Frequently asked questions
- What is a covered call on WCN?
- A covered call on WCN is the covered call strategy applied to WCN (stock). The strategy is structurally neutral to slightly bullish: A covered call pairs long stock with a short out-of-the-money call, collecting premium and capping upside above the short strike in exchange for income. With WCN stock trading near $156.72, the strikes shown on this page are snapped to the nearest listed WCN chain strike and the premiums come straight from the end-of-day bid/ask midpoint.
- How are WCN covered call max profit and max loss calculated?
- Max profit equals short-strike minus cost basis plus premium times 100; max loss is cost basis minus premium (at zero). Breakeven is cost basis minus premium. For the WCN covered call priced from the end-of-day chain at a 30-day expiry (ATM IV 22.00%), the computed maximum profit is $948.00 per contract and the computed maximum loss is -$15,551.00 per contract. Live intraday quotes will differ as the chain moves through the trading session.
- What is the breakeven for a WCN covered call?
- The breakeven for the WCN covered call priced on this page is roughly $155.52 at expiration, derived from end-of-day chain premiums. Breakeven is the underlying price at which the strategy's P&L crosses zero ignoring transaction costs and assignment risk. The current WCN market-implied 1-standard-deviation expected move is approximately 6.31%; if the move sits well outside the breakeven distance, the structure's risk-reward becomes correspondingly tighter.

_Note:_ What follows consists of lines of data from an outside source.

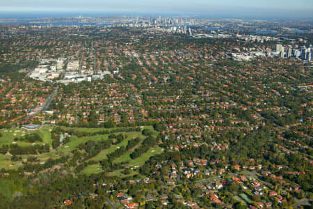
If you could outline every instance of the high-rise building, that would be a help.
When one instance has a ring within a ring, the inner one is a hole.
[[[291,57],[291,52],[292,52],[292,49],[289,48],[287,49],[287,57]]]
[[[284,47],[282,45],[276,45],[276,52],[280,52],[280,57],[284,57]]]
[[[307,52],[307,61],[310,61],[312,59],[312,52]]]
[[[298,58],[301,55],[301,52],[299,50],[294,50],[294,55],[296,58]]]
[[[186,34],[187,33],[187,26],[185,25],[185,26],[184,27],[184,33]]]
[[[190,36],[193,36],[193,33],[191,33],[191,28],[188,29],[188,33],[189,33]]]
[[[303,60],[307,59],[307,47],[305,46],[301,47],[301,59]]]
[[[276,45],[276,52],[284,51],[284,47],[282,45]]]

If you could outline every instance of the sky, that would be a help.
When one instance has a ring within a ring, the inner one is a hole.
[[[313,0],[0,0],[2,12],[175,13],[313,18]]]

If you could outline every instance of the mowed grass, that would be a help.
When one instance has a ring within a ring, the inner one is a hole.
[[[25,141],[14,141],[14,139],[17,137],[22,137],[24,135],[31,134],[31,133],[37,133],[42,138],[43,142],[36,141],[35,144],[42,144],[43,143],[45,144],[49,144],[51,146],[52,142],[51,140],[51,132],[52,130],[52,127],[42,127],[40,130],[26,130],[21,128],[12,128],[12,129],[5,129],[0,130],[0,132],[2,134],[2,137],[0,137],[0,146],[3,145],[10,145],[13,142],[16,143],[19,146],[29,146],[31,145],[31,143],[28,143]]]
[[[102,160],[104,159],[107,159],[106,156],[109,154],[112,153],[113,152],[116,150],[118,147],[121,147],[121,146],[124,146],[126,148],[126,146],[127,146],[127,144],[128,144],[128,141],[131,140],[131,139],[136,138],[137,137],[139,137],[141,139],[143,139],[143,134],[141,134],[141,133],[140,133],[140,132],[127,132],[127,133],[124,133],[124,134],[127,135],[127,138],[126,138],[125,139],[122,141],[122,142],[120,142],[118,144],[113,145],[111,147],[110,147],[108,149],[102,150],[98,155],[97,155],[94,157],[90,159],[90,160],[99,161],[99,160]]]
[[[152,126],[145,126],[141,127],[141,130],[143,129],[148,129],[152,130],[154,132],[154,135],[157,134],[157,132],[154,131],[153,127]],[[42,153],[41,155],[22,155],[22,159],[25,160],[29,156],[35,156],[38,157],[38,160],[40,160],[40,162],[44,162],[47,160],[49,158],[56,159],[59,158],[63,155],[72,155],[70,153],[77,149],[79,145],[81,143],[85,143],[89,140],[93,141],[99,141],[99,140],[107,140],[109,139],[109,135],[111,134],[98,134],[95,136],[90,136],[90,137],[77,137],[76,136],[72,136],[70,139],[70,142],[61,145],[56,150],[52,149],[51,146],[51,131],[53,130],[53,127],[42,127],[40,130],[31,130],[28,131],[24,129],[20,128],[14,128],[14,129],[7,129],[7,130],[0,130],[0,132],[2,134],[2,137],[0,137],[0,146],[3,145],[10,145],[12,143],[16,143],[19,146],[30,146],[31,143],[27,143],[24,141],[15,141],[14,139],[15,137],[21,137],[24,135],[31,134],[31,133],[37,133],[43,139],[43,142],[36,142],[35,144],[49,144],[51,150],[49,153]],[[63,130],[69,130],[71,127],[62,127]],[[105,128],[74,128],[79,131],[87,132],[95,132],[102,130],[111,131],[113,130],[115,130],[114,128],[111,129],[105,129]],[[119,147],[125,146],[126,147],[128,141],[131,139],[136,137],[140,137],[142,140],[145,139],[145,136],[141,134],[141,132],[116,132],[113,133],[114,134],[123,134],[127,136],[127,137],[124,139],[122,141],[116,145],[113,145],[108,149],[105,149],[102,150],[98,155],[95,157],[90,159],[89,160],[95,160],[95,161],[101,161],[104,159],[107,159],[107,155],[114,152]],[[114,139],[113,139],[114,140]],[[136,147],[135,147],[136,148]],[[145,161],[147,160],[151,156],[155,155],[156,154],[159,154],[162,153],[161,148],[159,146],[156,148],[152,148],[147,152],[143,153],[141,157],[136,159],[131,159],[129,155],[134,151],[135,149],[133,148],[130,150],[125,152],[125,153],[117,159],[115,159],[113,162],[115,163],[127,162],[127,164],[126,166],[129,168],[134,168],[135,166],[140,166],[144,164]],[[0,154],[0,169],[1,168],[9,168],[9,169],[17,169],[19,167],[22,166],[21,162],[12,162],[11,157],[9,155],[4,155]],[[88,160],[88,161],[89,161]],[[121,170],[122,171],[122,170]],[[118,174],[118,175],[124,175],[120,173],[121,171],[116,171],[114,172],[110,173],[111,175]],[[90,175],[92,173],[98,173],[102,172],[103,170],[98,164],[88,165],[86,168],[85,168],[81,173],[86,173],[87,175]],[[131,173],[134,172],[131,171]]]
[[[145,163],[145,161],[148,160],[152,156],[158,154],[161,154],[163,152],[162,148],[159,146],[155,148],[152,148],[140,157],[131,159],[129,157],[130,153],[125,154],[120,157],[116,158],[113,160],[113,162],[129,162],[129,167],[134,167],[135,166],[140,166]]]
[[[98,164],[93,164],[88,165],[83,171],[81,171],[82,173],[86,175],[91,175],[93,173],[99,173],[103,171],[102,168]]]

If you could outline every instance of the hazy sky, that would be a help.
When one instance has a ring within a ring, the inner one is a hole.
[[[313,17],[313,0],[0,0],[0,11],[127,12]]]

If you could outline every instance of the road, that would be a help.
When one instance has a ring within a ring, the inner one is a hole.
[[[110,204],[112,209],[115,209],[115,206],[114,206],[113,203],[111,201],[111,200],[109,198],[106,198],[106,201]]]
[[[42,111],[47,110],[49,108],[49,106],[50,105],[51,102],[52,102],[53,99],[56,96],[56,93],[58,93],[58,86],[54,89],[54,92],[45,100],[44,104],[41,108],[40,108],[38,110],[37,110],[35,112],[31,113],[31,114],[29,114],[23,118],[19,118],[19,120],[17,120],[15,121],[10,123],[10,125],[15,126],[17,123],[18,123],[19,121],[25,121],[35,116],[36,114],[39,112],[42,112]]]
[[[49,108],[49,106],[58,93],[58,86],[56,88],[54,92],[46,99],[46,100],[45,101],[45,104],[42,105],[42,107],[39,111],[38,111],[38,112],[42,112],[42,111],[47,110]]]

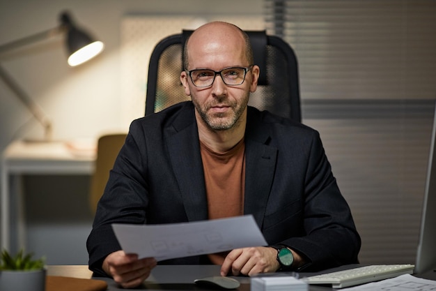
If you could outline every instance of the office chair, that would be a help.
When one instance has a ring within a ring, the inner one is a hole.
[[[124,144],[126,136],[125,133],[108,134],[98,139],[95,168],[91,177],[89,193],[89,204],[93,214],[95,213],[98,200],[106,187],[109,171],[114,167],[115,159]]]
[[[290,46],[265,31],[246,31],[250,37],[254,64],[260,68],[256,92],[249,105],[260,110],[301,121],[297,57]],[[190,100],[180,80],[182,51],[192,31],[170,36],[157,43],[148,66],[146,115]]]

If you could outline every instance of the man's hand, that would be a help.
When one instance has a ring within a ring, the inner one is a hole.
[[[124,288],[139,286],[150,276],[157,264],[154,258],[138,260],[134,254],[118,251],[109,254],[103,261],[103,270]]]
[[[279,269],[277,251],[265,246],[237,248],[231,251],[221,267],[221,276],[231,274],[253,276]]]

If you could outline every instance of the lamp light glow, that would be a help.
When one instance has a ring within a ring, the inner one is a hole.
[[[79,66],[100,54],[104,48],[101,41],[95,41],[73,52],[68,57],[68,65],[72,67]]]
[[[80,65],[99,54],[104,47],[101,41],[95,41],[87,32],[79,29],[68,13],[61,14],[59,26],[24,38],[0,45],[1,54],[16,48],[43,40],[59,34],[65,35],[65,48],[69,55],[68,62],[70,66]],[[27,107],[35,118],[44,126],[43,141],[52,139],[52,122],[42,109],[19,86],[15,80],[0,66],[0,80],[10,88],[15,95]]]

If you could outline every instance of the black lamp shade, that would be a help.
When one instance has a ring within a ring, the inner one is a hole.
[[[70,27],[67,33],[67,50],[71,55],[81,48],[93,43],[94,40],[85,32],[75,27]]]

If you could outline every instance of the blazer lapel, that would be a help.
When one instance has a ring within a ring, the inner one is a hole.
[[[183,109],[166,129],[168,151],[189,221],[208,219],[204,174],[193,108]]]
[[[258,114],[249,111],[245,132],[244,214],[252,214],[261,228],[274,179],[277,149],[267,144],[271,137],[260,119]]]

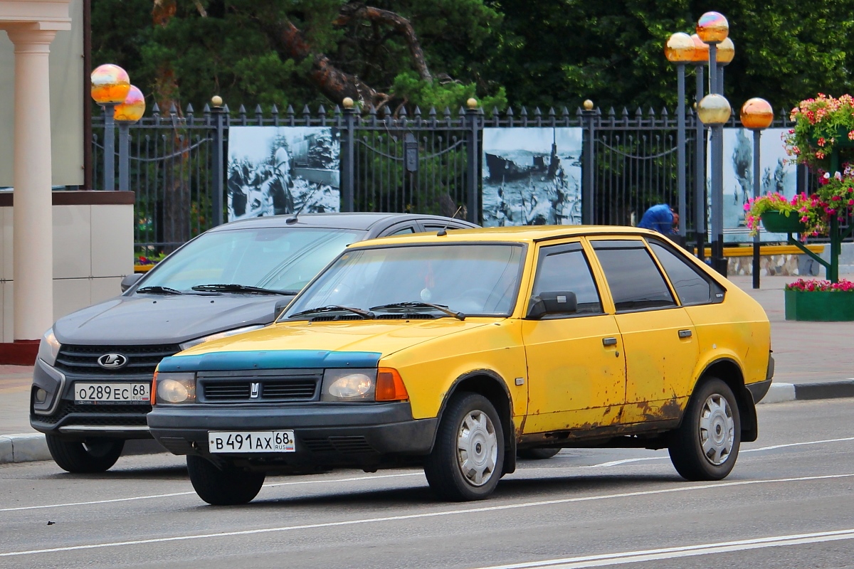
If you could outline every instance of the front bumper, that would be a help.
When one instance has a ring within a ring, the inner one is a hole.
[[[37,360],[30,390],[30,425],[32,428],[68,440],[151,438],[145,422],[145,415],[151,410],[150,404],[77,404],[73,396],[76,381],[138,383],[150,382],[151,376],[72,375]],[[35,392],[39,388],[48,394],[43,404],[35,400]]]
[[[157,441],[176,455],[241,460],[254,466],[369,467],[430,453],[436,419],[412,419],[408,402],[288,405],[156,405],[148,415]],[[295,452],[214,453],[208,431],[293,430]]]

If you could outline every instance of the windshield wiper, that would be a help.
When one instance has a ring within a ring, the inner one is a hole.
[[[142,294],[184,294],[179,290],[174,288],[169,288],[168,287],[161,287],[156,285],[154,287],[143,287],[142,288],[137,288],[136,293],[140,293]]]
[[[213,292],[213,293],[253,293],[255,294],[284,294],[288,296],[294,296],[300,291],[298,290],[275,290],[272,288],[261,288],[260,287],[249,287],[248,285],[241,284],[210,284],[210,285],[196,285],[195,287],[190,287],[193,290],[202,291],[202,292]]]
[[[306,316],[307,314],[317,314],[319,312],[353,312],[354,314],[358,314],[363,318],[373,318],[374,313],[370,311],[364,311],[360,308],[353,308],[351,306],[339,306],[338,305],[328,305],[326,306],[318,306],[317,308],[310,308],[307,311],[302,311],[301,312],[296,312],[295,314],[291,314],[289,318],[295,318],[296,316]]]
[[[449,316],[453,316],[454,318],[459,318],[460,320],[465,320],[465,315],[462,312],[458,312],[456,311],[452,311],[447,306],[442,305],[434,305],[430,302],[393,302],[390,305],[380,305],[379,306],[371,306],[371,311],[381,311],[385,308],[432,308],[442,312],[444,312]]]

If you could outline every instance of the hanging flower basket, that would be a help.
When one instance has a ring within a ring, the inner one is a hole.
[[[800,220],[798,212],[786,215],[781,212],[769,211],[761,216],[762,224],[769,233],[804,233],[806,224]]]

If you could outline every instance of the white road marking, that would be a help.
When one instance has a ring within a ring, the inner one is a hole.
[[[325,527],[339,527],[342,525],[359,525],[362,524],[376,524],[387,521],[400,521],[402,520],[423,520],[426,518],[440,518],[451,515],[460,515],[465,514],[481,514],[484,512],[498,512],[501,510],[520,509],[523,508],[533,508],[537,506],[553,506],[557,504],[568,504],[580,502],[596,502],[600,500],[611,500],[615,498],[628,498],[639,496],[655,496],[660,494],[672,494],[676,492],[688,492],[695,490],[709,490],[711,488],[730,488],[735,486],[748,486],[759,484],[785,484],[789,482],[808,482],[812,480],[828,480],[836,479],[854,478],[854,473],[846,474],[826,474],[823,476],[802,476],[799,478],[781,478],[765,480],[740,480],[738,482],[720,482],[716,484],[696,485],[693,486],[676,486],[672,488],[662,488],[659,490],[646,490],[636,492],[622,492],[619,494],[604,494],[599,496],[587,496],[576,498],[560,498],[557,500],[541,500],[538,502],[524,502],[514,504],[504,504],[501,506],[484,506],[482,508],[471,508],[466,509],[444,510],[439,512],[424,512],[422,514],[409,514],[406,515],[385,516],[382,518],[363,518],[361,520],[348,520],[346,521],[330,521],[318,524],[305,524],[301,525],[284,525],[281,527],[269,527],[257,530],[242,530],[239,531],[221,531],[218,533],[204,533],[197,535],[174,536],[173,537],[154,537],[151,539],[137,539],[127,542],[108,542],[102,543],[91,543],[89,545],[73,545],[63,548],[50,548],[46,549],[29,549],[26,551],[8,551],[0,553],[0,557],[11,557],[16,555],[32,555],[36,554],[58,553],[61,551],[79,551],[81,549],[97,549],[102,548],[122,547],[126,545],[147,545],[149,543],[164,543],[167,542],[182,542],[195,539],[210,539],[214,537],[232,537],[235,536],[250,536],[264,533],[275,533],[280,531],[293,531],[295,530],[312,530]]]
[[[791,536],[776,536],[774,537],[759,537],[757,539],[742,539],[736,542],[720,542],[717,543],[663,548],[660,549],[627,551],[625,553],[605,554],[600,555],[566,557],[564,559],[554,559],[545,561],[493,566],[483,567],[483,569],[538,569],[541,567],[583,569],[584,567],[601,567],[609,565],[640,563],[641,561],[709,555],[733,551],[745,551],[747,549],[778,548],[790,545],[802,545],[804,543],[821,543],[822,542],[833,542],[840,539],[854,539],[854,529],[822,531],[819,533],[803,533]]]
[[[359,480],[376,480],[377,479],[382,478],[401,478],[403,476],[424,476],[423,473],[406,473],[404,474],[380,474],[378,476],[354,476],[352,478],[338,478],[334,479],[324,479],[322,480],[297,480],[295,482],[277,482],[275,484],[266,484],[264,488],[273,488],[275,486],[295,486],[299,485],[306,484],[323,484],[328,482],[330,484],[336,482],[354,482]],[[149,500],[153,498],[170,498],[175,496],[190,496],[196,494],[193,492],[173,492],[171,494],[151,494],[149,496],[134,496],[129,498],[112,498],[109,500],[93,500],[91,502],[73,502],[65,504],[45,504],[44,506],[21,506],[20,508],[0,508],[0,512],[18,512],[20,510],[37,510],[43,509],[45,508],[66,508],[68,506],[91,506],[93,504],[108,504],[115,502],[132,502],[134,500]]]
[[[806,441],[804,443],[788,443],[787,444],[775,444],[773,446],[763,446],[757,449],[742,449],[740,453],[746,452],[758,452],[760,450],[773,450],[775,449],[783,449],[789,446],[803,446],[805,444],[822,444],[824,443],[840,443],[845,441],[854,440],[854,437],[846,437],[845,438],[828,438],[825,440],[812,440]],[[619,461],[611,461],[610,462],[602,462],[600,464],[588,464],[585,466],[577,467],[579,468],[602,468],[607,467],[616,467],[621,464],[628,464],[629,462],[640,462],[646,461],[663,461],[666,460],[667,456],[644,456],[640,458],[624,458]],[[322,479],[322,480],[299,480],[296,482],[277,482],[275,484],[266,484],[264,488],[273,488],[275,486],[291,486],[298,485],[307,485],[307,484],[323,484],[325,482],[328,483],[337,483],[337,482],[354,482],[359,480],[375,480],[377,479],[383,478],[401,478],[404,476],[420,476],[423,475],[422,473],[406,473],[403,474],[379,474],[377,476],[354,476],[352,478],[343,478],[343,479]],[[91,506],[95,504],[108,504],[116,502],[133,502],[135,500],[149,500],[155,498],[170,498],[176,496],[191,496],[196,492],[173,492],[171,494],[152,494],[149,496],[135,496],[128,498],[112,498],[109,500],[93,500],[91,502],[73,502],[63,504],[45,504],[43,506],[22,506],[20,508],[2,508],[0,512],[18,512],[21,510],[35,510],[35,509],[44,509],[47,508],[67,508],[69,506]]]
[[[854,437],[845,437],[845,438],[827,438],[825,440],[810,440],[804,443],[787,443],[787,444],[775,444],[773,446],[762,446],[758,449],[746,449],[740,452],[758,452],[759,450],[774,450],[775,449],[785,449],[788,446],[803,446],[804,444],[822,444],[824,443],[841,443],[844,441],[854,440]]]

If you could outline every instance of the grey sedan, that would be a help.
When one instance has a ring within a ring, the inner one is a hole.
[[[30,423],[73,473],[103,472],[125,441],[151,435],[151,380],[161,359],[261,328],[349,243],[477,227],[400,213],[317,213],[226,224],[187,242],[123,293],[58,320],[42,339]]]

- When should you consider a covered call on WCN?
- Covered calls on WCN are an income strategy run on existing WCN stock positions; traders typically sell calls at 25-35 delta with 30-45 days to expiration to balance premium against upside cap.
- How does current WCN implied volatility affect this covered call?
- WCN ATM IV is at 22.00% with IV rank near 49.56%, which is mid-range against its 1-year history. Strategy selection depends more on directional thesis and expected move than on a strong IV signal.